Ferrari F1 News: Team Boss Mattia Binotto has brought a statement of intent, stressing Ferrari is going to be an ever-present in F1, despite recent wobbles.
Scuderia Ferrari are currently going through a tumultuous period in Formula 1, languishing 6th in the overall Constructors’ Standings. You would have to go four decades back for the last time Ferrari were 6th or worse in the Championship. In 1980, Jody Scheckter and Gilles Villeneuve only managed a 10th spot in the final standings for the iconic team.
Ferrari have won 10 Championships since then, but are yet to win one since Kimi Raikkonen did so in 2008. The 40-year-old ‘Ice Man’ is more-often-than-not putting in more in his Alfa Romeo than the current Ferrari drivers Sebastian Vettel and Charles Leclerc.
This is a major course of concern for the leadership of Ferrari – past and present – something which Mattia Binotto has acknowledged. He sounds optimistic of turning things around, though, and also put water on any fears the ever-present Italian team will not continue in the sport.
“It is, of course, a very difficult period, but I think everyone at Ferrari still believes in F1 and it is very good to see that we are working so well together in this difficult year.”
“Ferrari has always been part of F1 and in the future Ferrari will be part of the sport for a long time to come.”
Binotto: “For 2021, a brand new engine will be there, we are working very hard on the dyno and we are developing it as much as we can. A few freedom on the aero next year too. Our objective is to make sure next year is a better season compared to the current one.”#Ferrari
— tami. (@Vetteleclerc) September 20, 2020
Formula 1 more competitive now – Binotto
Binotto also opined that F1 has become ultra-competitive now, with even teams like Racing Point and AlphaTauri not giving an inch. He went on to point out that both of their main rivals, Mercedes and Red Bull Racing, took time to feel themselves in the sport before dominating in the last decade.
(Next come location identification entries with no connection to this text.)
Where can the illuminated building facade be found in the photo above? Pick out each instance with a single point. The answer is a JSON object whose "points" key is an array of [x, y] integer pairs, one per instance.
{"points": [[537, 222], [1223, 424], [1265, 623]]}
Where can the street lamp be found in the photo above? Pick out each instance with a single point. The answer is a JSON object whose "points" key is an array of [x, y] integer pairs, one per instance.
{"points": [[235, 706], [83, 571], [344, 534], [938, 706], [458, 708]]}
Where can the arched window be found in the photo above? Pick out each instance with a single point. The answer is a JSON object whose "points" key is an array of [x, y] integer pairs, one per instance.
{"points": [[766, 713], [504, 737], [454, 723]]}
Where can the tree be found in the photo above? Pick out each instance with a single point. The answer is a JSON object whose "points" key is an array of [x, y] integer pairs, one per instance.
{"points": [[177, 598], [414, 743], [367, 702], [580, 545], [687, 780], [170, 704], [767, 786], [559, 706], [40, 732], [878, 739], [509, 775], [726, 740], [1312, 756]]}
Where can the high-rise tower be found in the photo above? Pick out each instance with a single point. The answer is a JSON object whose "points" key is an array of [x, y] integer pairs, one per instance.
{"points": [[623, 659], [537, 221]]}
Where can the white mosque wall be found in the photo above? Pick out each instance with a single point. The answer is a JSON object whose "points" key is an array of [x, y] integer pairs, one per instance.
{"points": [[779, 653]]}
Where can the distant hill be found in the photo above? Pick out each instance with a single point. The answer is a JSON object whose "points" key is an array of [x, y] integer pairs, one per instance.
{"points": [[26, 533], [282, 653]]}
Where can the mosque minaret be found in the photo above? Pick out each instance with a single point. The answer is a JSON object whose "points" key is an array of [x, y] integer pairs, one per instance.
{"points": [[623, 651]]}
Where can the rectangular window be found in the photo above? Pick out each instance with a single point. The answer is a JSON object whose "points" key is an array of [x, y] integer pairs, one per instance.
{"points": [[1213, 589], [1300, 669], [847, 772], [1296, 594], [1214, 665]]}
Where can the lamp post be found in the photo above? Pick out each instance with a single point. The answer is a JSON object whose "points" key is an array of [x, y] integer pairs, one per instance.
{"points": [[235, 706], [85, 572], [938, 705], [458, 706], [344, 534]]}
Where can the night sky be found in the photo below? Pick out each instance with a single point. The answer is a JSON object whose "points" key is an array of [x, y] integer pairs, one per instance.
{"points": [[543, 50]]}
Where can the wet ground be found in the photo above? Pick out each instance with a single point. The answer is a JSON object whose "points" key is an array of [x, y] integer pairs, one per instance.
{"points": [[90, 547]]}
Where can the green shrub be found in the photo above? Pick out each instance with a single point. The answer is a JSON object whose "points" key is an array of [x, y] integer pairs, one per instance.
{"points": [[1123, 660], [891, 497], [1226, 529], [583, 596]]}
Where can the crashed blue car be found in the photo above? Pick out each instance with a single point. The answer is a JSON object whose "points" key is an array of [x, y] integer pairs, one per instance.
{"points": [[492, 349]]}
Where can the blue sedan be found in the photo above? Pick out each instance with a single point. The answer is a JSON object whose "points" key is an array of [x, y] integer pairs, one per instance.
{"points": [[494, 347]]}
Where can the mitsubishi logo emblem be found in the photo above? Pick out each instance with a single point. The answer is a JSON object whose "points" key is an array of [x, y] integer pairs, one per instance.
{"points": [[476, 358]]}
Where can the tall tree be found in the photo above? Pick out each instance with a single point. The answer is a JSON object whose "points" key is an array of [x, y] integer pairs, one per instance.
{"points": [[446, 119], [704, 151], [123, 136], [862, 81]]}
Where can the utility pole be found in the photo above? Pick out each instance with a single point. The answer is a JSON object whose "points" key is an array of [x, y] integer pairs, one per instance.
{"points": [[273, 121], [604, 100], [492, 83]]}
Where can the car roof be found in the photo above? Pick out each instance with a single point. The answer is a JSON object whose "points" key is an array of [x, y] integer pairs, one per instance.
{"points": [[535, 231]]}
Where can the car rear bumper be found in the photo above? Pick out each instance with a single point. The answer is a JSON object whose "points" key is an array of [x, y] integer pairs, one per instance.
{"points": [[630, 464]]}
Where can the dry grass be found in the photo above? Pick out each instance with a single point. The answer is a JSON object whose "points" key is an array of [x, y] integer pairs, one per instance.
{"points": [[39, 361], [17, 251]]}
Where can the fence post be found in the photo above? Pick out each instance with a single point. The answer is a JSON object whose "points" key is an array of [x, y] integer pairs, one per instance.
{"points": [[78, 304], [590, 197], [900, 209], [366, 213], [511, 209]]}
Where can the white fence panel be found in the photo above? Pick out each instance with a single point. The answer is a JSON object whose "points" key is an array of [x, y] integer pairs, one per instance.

“I think there is a lot more competition now. We have enormously strong opponents, so the level of organisation and development is much higher. It took Ferrari six years with Schumacher to do that and Red Bull Racing and Mercedes also needed time to become dominant.”
This statement, though, does not take away the fact that Ferrari are not showing even an iota of competitiveness. Just because there is more competition, it doesn’t allow a team like Ferrari to find themselves in the bottom half of the races, and the table.